La actitud de los cristianos sobre el tema de la ley natural ha sido curiosamente vacilante e incierta. Había, por un lado, la doctrina del libre albedrío, en la cual creía la mayoría de los cristianos; y esta doctrina exigía que los actos de los seres humanos, por lo menos, no estuvieran sujetos a la ley natural. Había, por otro lado, especialmente en los siglos XVIII y XIX, una creencia en Dios como el Legislador y en la ley natural como una de las pruebas principales de la existencia de un Creador. En los tiempos recientes, la objeción al reino de la ley en interés del libre albedrío ha comenzado a sentirse con más fuerza que la creencia en la ley natural como prueba de un Legislador. Los materialistas usaron las leyes de la física para mostrar, o tratar de mostrar, que los movimientos del cuerpo humano están determinados mecánicamente, y que, en consecuencia todo lo que decimos y todo cambio de posición que efectuamos, cae fuera de la esfera de todo posible libre albedrío.

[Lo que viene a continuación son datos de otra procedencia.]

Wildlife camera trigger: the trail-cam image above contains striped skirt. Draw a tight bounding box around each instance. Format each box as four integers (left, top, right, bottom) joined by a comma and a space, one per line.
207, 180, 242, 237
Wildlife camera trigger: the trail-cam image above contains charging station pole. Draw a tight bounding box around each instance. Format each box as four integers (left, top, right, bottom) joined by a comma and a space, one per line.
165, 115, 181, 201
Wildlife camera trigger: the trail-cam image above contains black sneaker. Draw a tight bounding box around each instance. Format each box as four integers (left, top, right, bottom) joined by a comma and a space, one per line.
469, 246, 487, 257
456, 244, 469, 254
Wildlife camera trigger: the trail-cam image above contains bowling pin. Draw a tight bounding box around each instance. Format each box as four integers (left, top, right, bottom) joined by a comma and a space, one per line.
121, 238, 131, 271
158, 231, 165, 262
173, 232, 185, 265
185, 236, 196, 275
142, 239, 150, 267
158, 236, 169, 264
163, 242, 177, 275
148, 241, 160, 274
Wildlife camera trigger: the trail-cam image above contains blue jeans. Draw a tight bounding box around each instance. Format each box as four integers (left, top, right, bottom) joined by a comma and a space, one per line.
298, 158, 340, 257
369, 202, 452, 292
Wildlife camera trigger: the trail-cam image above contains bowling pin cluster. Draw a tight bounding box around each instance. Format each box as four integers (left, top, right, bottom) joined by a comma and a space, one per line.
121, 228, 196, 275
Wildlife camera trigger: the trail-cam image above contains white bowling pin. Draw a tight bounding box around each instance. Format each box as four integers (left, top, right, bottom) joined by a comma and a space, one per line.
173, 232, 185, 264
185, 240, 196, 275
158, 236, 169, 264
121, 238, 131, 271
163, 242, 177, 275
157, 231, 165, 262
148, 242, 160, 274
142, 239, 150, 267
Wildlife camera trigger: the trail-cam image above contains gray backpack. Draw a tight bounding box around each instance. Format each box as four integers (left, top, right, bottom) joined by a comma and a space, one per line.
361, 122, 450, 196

Si esto es así, lo que queda entregado a nuestra voluntad es de escaso valor. Si, cuando un hombre escribe un poema o comete un crimen, los movimientos corporales que suponen su acto son sólo el resultado de causas físicas, sería absurdo levantarle una estatua en un caso, y ahorcarle en el otro. En ciertos sistemas metafísicos hay una región del pensamiento puro en la cual la voluntad es libre; pero, como puede ser comunicada a los otros sólo mediante el movimiento físico, el reino de la libertad no podría ser jamás el sujeto de la comunicación y no tendría nunca importancia social.